Hoyhoy.
Me like.
1. audi TT ball joints #8J0407365 & ..366 or Meyle equivalent #1160100022
2. There are 3 ball joint locating dimples. Drill them out. Their internal remains will need to be filed dead flat. Not fun.
3. Shocking photo but this is what the dimples look like on the inside. I had a second set of control arms so did it in a bench vice with a file. Its feasible you could do it in the car with the strut pushed out of the way if you could fit a small dremel bit up there. Either way this part of it is a pain.
4. The internal faces have to be dead smooth. No relic of the dimples or anything otherwise the ball joint will not slide in.
5. Lucky for us the outside two bolt holes line up. Place the new ball joint onto the top of the control arm in the fully out position. Make sure the left side control arm is getting drilled with the left side ball joint. The ball joint socket is staggered forward towards the front of the car for more castor if they are not marked. Then mark where the new centre hole has to go and drill it. Do not oversize it drastically as the new hole sits very close to the old hole and you don't want them to run into each other.
6. I think I drilled it 9mm so that there was some wriggle room in case the castor needed to be evened up. The top holes I left alone.
7. I then took a file to the ball joints already elongated holes. Guys with mk 2 fabias that use these ball joint get there stock neg camber taken from 1 degree to 1/1/2 degree if they are put straight on. I decided to elongate the ball joint holes to get that bit extra if I need it. These joint will still be stronger when adjusted fully out since the centre hole is a full 10mm deeper into the control arm than stock. The hole on the bottom has been taken out with a round file.
8. This is the fully in position.
This is the fully out position. So theres 10mm of adjustment, and from a quick look these ball joints sit the stub 15mm further out to begin with so there should hopefully be up to 2 degrees of neg max. I just hope that if I loose castor it isn't too much, and there is also enough wriggle room to square up the castors on each side.
9. - I got this idea from seeing guys do it on Fabia mk 2's where it bolts onto the top of the control arm. Fabia mk1's share our control arm. The ball joints for mk1 and mk2's share the same part #. Therefore if these joints fit ok into mk1 and mk2 fabia hubs then they should fit into ours.
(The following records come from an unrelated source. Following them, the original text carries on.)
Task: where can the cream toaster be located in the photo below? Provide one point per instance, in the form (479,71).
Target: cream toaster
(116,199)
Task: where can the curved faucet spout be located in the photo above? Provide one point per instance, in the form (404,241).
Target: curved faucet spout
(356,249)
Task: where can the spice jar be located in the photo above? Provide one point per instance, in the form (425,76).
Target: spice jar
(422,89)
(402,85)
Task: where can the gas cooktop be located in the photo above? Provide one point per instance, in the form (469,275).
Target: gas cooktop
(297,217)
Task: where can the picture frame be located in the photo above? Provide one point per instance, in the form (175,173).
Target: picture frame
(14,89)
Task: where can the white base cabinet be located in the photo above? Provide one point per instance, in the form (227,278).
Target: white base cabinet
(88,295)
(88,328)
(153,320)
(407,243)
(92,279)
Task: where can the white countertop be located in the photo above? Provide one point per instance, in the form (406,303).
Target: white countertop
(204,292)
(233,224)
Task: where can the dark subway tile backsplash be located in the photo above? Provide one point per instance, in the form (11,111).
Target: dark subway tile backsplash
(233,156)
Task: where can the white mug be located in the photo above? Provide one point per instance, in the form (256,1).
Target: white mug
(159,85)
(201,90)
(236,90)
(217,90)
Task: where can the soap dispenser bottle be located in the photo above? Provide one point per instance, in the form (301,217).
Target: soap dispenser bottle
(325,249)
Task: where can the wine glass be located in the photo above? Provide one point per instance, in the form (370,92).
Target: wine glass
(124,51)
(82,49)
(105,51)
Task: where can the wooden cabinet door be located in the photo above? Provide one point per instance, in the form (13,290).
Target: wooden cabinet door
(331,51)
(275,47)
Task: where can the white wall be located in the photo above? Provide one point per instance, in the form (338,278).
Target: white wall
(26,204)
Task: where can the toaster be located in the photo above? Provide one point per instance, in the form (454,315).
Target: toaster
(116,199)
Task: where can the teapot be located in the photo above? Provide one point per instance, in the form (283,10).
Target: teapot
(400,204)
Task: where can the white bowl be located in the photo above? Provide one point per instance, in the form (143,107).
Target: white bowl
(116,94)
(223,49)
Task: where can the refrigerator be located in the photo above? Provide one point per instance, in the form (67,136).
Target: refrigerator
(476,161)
If they don't then I filed my hands to the bone for nothing and went public with my stuff up.
10............ i'll keep you posted after I do the fit up and alignment.
Hoyhoy.
Me like.
Hooroo.
yeah well now I'm starting to think I'm a dill for not first knocking out the originals and confirming these would fit first, but hopefully I'm just paranoid.
Eddy maybe you know - how do our driveshafts fit into the gearbox and hub? Considering that I'm moving the hub out maybe 20mm+, is at least one side of the driveshaft on sliding splines so that I don't pull on any flanges/bearings/CV's?
Hoyhoy.
Sam, not too sure on the hub end, the gearbox end is straight forward. I have to the CV's one day, so might find out more then I suppose.
She just sits in the shed under cover these days.
Hooroo.
Awesome
Was thinking of doing this ages ago, but thought it might end in tears
Interested to see how it goes and drives etc
MODS- TOO MANY
nice bit of home grown engineering, good work on detailing the steps and taking time to post up photos...
Pretty common tweek in circuit racing, especially production based classes, longevity will not be a problem
good to hear re longevity. I was surprised how soft the ball joint flange material was to file when I was elongating the slots. It was literally just 5 minutes per slot. I guess its just cast which had me thinking about flex. But the flange is so much broader than the original and really fills out the inside of the control arm so it should be fine. I'm just getting the oem front bushes out now ready for my superpro's to swap in. I forgot what a turd job that is.
So the drive shaft to the gearbox has 6 bolts to keep it in, and the hub end has a long bolt that "pulls" the shaft into the hub with splines on it. If the hub is 2cm further out (so wider track width), that isn't going to work. The control arms are quite soft, so the additional width causes significant load and the drive shaft won't mate to the hub properly, it would end up not fitting snug and again add greater load on the splines within the assembly. Not sure if that all makes sense... The more I think about it, I'm struggling to see how it's all going to bolt together safely.
But I'm very risk averse when it comes to this stuff...
Track Car: 06 Polo GTI Red Devil mkII
Daily: 2010 VW Jetta Highline
Gone but not forgotten: 08 Polo GTI
** All information I provide is probably incorrect until validated by someone else **
Update - the standard bolts are not long enough. The ball joint flange of the audi TT RS assembly is a little fatter than stock I presume. I lost access to just enough threads on the bolt to make it a bit dubious so I went with slightly longer 8mm bolts.